Levantando meus olhos para a imagem, entretanto, eu poderia jurar que ele fora terminado ontem. Estava em perfeitas condições de preservação e as cores pareciam fazer com que a mulher imóvel no retrato ganhasse vida. Ela era jovem, vinte e poucos anos talvez, e estava usando um vestido azul sem alças que poderia muito bem ter sido feito usando o céu estrelado como modelo. Recostava-se em um divã, com as mãos repousando cuidadosamente sobre as pernas cobertas pelo tecido e seu cabelo vermelho parecia inundar todo o quadro.
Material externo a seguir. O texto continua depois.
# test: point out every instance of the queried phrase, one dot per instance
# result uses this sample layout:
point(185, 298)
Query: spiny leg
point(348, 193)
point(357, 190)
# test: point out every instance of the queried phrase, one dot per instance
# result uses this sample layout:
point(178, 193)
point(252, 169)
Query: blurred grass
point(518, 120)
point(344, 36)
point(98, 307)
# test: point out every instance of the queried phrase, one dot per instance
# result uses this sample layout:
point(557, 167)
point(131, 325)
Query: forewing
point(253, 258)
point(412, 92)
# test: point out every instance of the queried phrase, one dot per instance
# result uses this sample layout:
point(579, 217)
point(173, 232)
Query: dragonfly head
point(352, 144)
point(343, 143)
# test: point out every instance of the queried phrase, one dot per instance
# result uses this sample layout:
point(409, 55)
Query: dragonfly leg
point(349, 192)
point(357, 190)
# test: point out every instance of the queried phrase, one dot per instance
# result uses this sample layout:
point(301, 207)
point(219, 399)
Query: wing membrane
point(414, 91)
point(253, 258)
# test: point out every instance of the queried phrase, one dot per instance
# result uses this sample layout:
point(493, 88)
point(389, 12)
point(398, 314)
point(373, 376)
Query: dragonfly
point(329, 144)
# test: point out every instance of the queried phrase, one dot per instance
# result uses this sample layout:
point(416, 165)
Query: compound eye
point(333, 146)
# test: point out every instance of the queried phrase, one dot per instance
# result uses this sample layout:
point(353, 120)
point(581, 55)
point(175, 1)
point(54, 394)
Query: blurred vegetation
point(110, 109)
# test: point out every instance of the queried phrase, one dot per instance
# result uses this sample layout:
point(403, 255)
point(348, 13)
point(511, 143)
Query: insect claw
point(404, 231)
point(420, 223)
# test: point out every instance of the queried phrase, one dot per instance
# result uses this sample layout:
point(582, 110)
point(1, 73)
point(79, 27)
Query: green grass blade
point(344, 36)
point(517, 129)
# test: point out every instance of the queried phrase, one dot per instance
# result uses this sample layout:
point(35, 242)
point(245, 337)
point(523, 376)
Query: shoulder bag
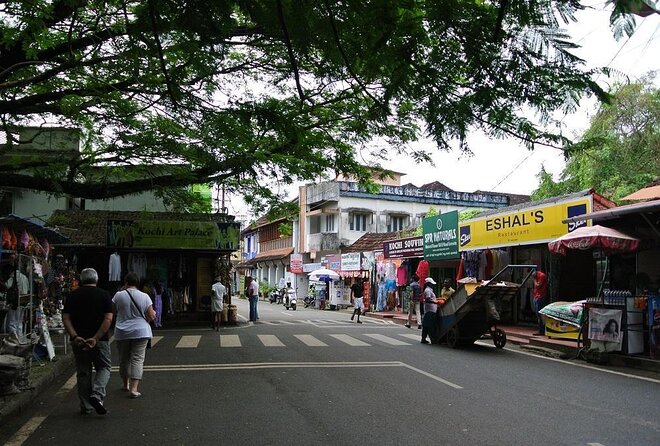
point(138, 308)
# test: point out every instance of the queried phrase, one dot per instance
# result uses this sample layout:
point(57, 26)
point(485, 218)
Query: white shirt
point(131, 324)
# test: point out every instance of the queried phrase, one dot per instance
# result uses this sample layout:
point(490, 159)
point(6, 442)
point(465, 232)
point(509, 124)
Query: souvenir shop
point(34, 280)
point(176, 260)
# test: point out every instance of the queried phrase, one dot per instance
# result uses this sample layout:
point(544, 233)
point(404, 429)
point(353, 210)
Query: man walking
point(87, 318)
point(358, 304)
point(415, 294)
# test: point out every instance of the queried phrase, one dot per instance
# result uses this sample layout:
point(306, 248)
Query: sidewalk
point(526, 338)
point(42, 374)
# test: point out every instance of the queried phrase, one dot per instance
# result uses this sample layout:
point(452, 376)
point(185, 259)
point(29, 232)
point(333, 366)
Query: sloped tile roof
point(89, 228)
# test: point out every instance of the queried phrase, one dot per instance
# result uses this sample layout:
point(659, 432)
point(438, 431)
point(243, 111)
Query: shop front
point(519, 235)
point(176, 256)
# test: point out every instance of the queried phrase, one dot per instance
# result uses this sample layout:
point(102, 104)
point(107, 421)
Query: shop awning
point(19, 224)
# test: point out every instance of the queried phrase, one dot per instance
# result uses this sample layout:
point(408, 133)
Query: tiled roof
point(89, 228)
point(436, 185)
point(372, 241)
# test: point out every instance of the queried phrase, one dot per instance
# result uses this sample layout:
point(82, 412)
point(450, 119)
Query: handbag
point(145, 318)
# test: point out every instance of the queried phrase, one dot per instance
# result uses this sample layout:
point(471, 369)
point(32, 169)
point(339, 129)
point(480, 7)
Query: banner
point(295, 264)
point(605, 325)
point(532, 225)
point(441, 236)
point(173, 234)
point(405, 247)
point(350, 261)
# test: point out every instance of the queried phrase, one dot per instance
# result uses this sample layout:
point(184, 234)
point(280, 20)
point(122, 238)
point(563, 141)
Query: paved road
point(314, 377)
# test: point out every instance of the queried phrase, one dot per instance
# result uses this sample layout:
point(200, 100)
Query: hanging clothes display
point(114, 267)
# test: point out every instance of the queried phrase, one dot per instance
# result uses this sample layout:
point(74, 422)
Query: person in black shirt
point(358, 304)
point(87, 318)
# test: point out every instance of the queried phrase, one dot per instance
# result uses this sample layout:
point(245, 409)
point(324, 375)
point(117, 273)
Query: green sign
point(173, 234)
point(441, 236)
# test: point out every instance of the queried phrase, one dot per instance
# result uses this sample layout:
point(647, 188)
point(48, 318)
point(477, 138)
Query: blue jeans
point(98, 358)
point(253, 309)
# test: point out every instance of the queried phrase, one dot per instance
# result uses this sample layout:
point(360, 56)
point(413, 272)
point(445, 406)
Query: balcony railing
point(282, 242)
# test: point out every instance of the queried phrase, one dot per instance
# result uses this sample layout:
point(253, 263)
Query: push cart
point(472, 312)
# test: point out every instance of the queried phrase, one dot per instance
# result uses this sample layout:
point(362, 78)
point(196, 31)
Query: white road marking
point(270, 341)
point(189, 341)
point(350, 340)
point(230, 341)
point(311, 341)
point(574, 364)
point(415, 337)
point(387, 339)
point(25, 431)
point(293, 365)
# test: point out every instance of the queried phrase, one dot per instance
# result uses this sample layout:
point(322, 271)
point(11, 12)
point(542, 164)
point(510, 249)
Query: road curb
point(11, 405)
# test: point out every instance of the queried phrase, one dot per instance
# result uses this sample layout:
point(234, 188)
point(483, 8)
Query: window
point(358, 222)
point(329, 223)
point(397, 223)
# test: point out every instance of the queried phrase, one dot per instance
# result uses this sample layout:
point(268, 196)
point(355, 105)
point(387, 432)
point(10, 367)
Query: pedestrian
point(414, 307)
point(540, 298)
point(430, 308)
point(358, 303)
point(446, 292)
point(134, 312)
point(381, 300)
point(252, 292)
point(218, 291)
point(157, 292)
point(87, 317)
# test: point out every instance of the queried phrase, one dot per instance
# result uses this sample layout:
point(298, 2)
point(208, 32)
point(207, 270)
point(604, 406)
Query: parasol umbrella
point(323, 274)
point(609, 240)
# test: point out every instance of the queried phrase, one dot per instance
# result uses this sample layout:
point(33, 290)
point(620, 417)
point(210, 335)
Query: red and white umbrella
point(609, 240)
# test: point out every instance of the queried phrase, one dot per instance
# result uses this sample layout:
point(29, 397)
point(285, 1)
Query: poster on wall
point(295, 264)
point(605, 325)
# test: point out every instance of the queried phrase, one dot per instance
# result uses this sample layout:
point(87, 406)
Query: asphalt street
point(314, 377)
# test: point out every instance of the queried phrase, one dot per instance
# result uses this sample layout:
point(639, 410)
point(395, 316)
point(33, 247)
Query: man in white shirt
point(218, 291)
Ele caía em ondas sobre seus ombros, serpenteando até seus seios, tentadores e vivos, mais hipnotizantes que as vozes de cem sereias. Pior ainda, contudo, era o sorriso leve que parecia tocar suavemente os seus lábios. Era um sorriso delicado e puro, que fazia com que seus olhos brilhassem de felicidade e meu peito se enchesse involuntariamente de alegria e tristeza. Então o amor era realmente a fraqueza do nosso sangue, o grande pecado do meu avô.

"Quem é ela?", perguntei, ainda encantado, sem conseguir desgrudar meus olhos daquela imagem.

"Seu nome é Ginevra Weasley", o mordomo respondeu, me assustando. Quase havia esquecido que ele estava ali comigo.

"A pintora famosa!"

"Sim, exatamente"

"E meu avô a conhecia?", não pude conter minha surpresa.

"Este auto-retrato foi um presente de despedida, creio eu", o velho acrescentou.

"Meu Deus!", exclamei sem conseguir pensar em palavras que fossem mais apropriadas à situação.

"Nós precisamos ir agora, Sr. Malfoy."

"Não, não podemos! Não posso simplesmente deixar este quadro aqui!"

"Mas o seu avô..."

"Eu sei o que ele queria, mas eu não posso! Vou escrever a ela... Talvez a pintora o queira de volta agora que meu avô está morto..."

"Receio que isso não será possível, senhor"

"E por que não!"

"Porque a Srta. Weasley morreu três noites antes dele"

"Três noites!... Mas foi exatamente quando o meu avô ficou doente!"

"Sim", o velho concordou, fitando-me com seriedade, "ele adoeceu no instante que recebeu a carta com a notícia"

"Ele... ele se matou!", foi a primeira coisa que passou pela minha cabeça, "Esqueça", acrescentei logo, contudo, "Eu não quero saber." E não queria mesmo.

"O senhor vai levar a pintura, então?"

"Não", respondi. Não me parecia certo.

"Então vai deixá-la, como seu avô pediu?"

"Nunca!", exclamei. Como eu poderia ser o responsável pela destruição de tanta beleza! Por fim, lembrando-me do desejo de meu avô que seus pecados pudessem morrer com ele, tomei minha decisão. "Mande que a tela seja retirada da moldura", falei, "Removam-na com o máximo de cuidado, enrolem-na e embalem-na. Eu a levarei comigo para o funeral e ela deverá ser enterrada junto com seu corpo", continuei, "para que os dois possam permanecer juntos por toda a eternidade", completei e saí.

Caminhei de volta pelos corredores vazios, onde os mortos ainda sussurravam, insatisfeitos. Passei pelas portas de madeira e pelos grandes portões de ferro que logo deixariam de existir, em um silêncio reverente. Do lado de fora, entretanto, embaixo do sol brilhante, me lembrei da expressão de profundo alívio que meu avô tinha no rosto antes de morrer e me dei conta da inutilidade do meu ato: não era preciso que eu enterrasse o quadro com ele para que os dois permanecessem juntos agora. Isso provavelmente havia sido decidido antes que eu nascesse. Não fazia mais diferença. Meu avô estava em paz e sua fraqueza alimentaria nossas almas por gerações e gerações.

Talvez fosse hora de construir uma nova casa.